Territorial Behaviour In Domestic Cats

cat marking

All cats have a territory, no matter how small it is – and they will defend it aggressively against other cats. Indoor cats will claim a space too – even if it is just a favourite chair. But how does a cat know where his patch ends and another’s begins?


A cat has excellent eyesight and sharp hearing, and is always on the alert ready to see off any interlopers that may threaten his patch. Each cat marks its territory in three ways, all of which leave pungent signals to other felines. He sprays urine; he rubs his cheek and head against trees and plants or along objects such as fences to release a scent from special glands; and he leaves scratch marks on trees or posts, also to release scent from glands in his paw pads.


Territory is linked to a cat’s position in the local hierarchy. Unneutered males have the largest territory and neutered cats the smallest. This is because the neutered cat’s urine is not very strong and he is unable to mark his boundaries effectively. But cats are sociable by nature and they also have neutral or communal areas where they get together to mate and hunt. These areas are linked by a series of complicated pathways which any cat can use.

Your cat has favourite spots from which to survey his territory. On warm days he will find a shady site, whereas on cool days he will choose somewhere that catches any sun.
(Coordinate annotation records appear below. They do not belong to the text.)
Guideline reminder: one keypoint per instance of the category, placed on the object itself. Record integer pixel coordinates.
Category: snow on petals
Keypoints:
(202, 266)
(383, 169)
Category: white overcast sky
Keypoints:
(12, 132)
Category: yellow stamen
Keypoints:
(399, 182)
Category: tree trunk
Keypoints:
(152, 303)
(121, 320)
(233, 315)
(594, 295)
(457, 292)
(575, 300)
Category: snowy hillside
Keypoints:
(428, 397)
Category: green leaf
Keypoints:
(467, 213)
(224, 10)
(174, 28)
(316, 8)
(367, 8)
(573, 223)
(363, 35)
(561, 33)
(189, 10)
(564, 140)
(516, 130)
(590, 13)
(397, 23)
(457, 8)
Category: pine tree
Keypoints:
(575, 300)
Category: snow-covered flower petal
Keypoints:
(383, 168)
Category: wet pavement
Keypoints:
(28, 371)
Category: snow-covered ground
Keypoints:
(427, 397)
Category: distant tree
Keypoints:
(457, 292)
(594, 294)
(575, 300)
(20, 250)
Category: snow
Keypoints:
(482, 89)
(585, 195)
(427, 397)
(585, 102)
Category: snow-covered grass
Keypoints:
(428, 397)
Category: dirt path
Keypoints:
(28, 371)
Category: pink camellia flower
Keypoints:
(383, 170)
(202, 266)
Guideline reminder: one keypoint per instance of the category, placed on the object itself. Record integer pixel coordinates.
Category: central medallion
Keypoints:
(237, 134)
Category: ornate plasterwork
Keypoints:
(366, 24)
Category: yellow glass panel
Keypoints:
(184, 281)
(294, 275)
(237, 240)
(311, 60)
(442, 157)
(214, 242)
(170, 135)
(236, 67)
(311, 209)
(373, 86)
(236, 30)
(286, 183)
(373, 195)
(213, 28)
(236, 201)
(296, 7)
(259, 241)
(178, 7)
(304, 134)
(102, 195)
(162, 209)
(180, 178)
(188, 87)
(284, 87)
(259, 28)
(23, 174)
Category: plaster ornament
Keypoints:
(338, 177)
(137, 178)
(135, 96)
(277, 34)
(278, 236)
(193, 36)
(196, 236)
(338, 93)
Q. We’ve just got a second cat, but our first one’s taken to spraying in the house, even though he’s neutered. What can we do to stop this?

The territorial instinct is so strong that neutered cats will still spray. Your cat is upset by this new interloper on his territory. Give the cats time to pick up each other’s scent. They will gradually map out areas for themselves. It will help if you make sure you give both cats equal attention.

Q. My cat is constantly under my feet, rubbing his head against my legs, even when there’s plenty of food in his bowl. What is he doing?

Consider yourself honoured. Your cat isn’t hungry, he’s marking you out as his human and his ‘territory’. Glands behind his ears give off a scent, hence the head rubbing. You as a human can’t detect the smell, but other cats can.


  • A cat’s territory is relative to the amount of space available. If there are few cats in the area, a cat’s territory can be as large as 20 hectares (50 acres).
  • If two cats meet on intersecting communal pathways, the cat going along the ‘main road’ will automatically have right of way over the other cat.
  • Two indoor cats that have been brought up in the same home share territorial rights to their property and will therefore `defend’ it as a pair.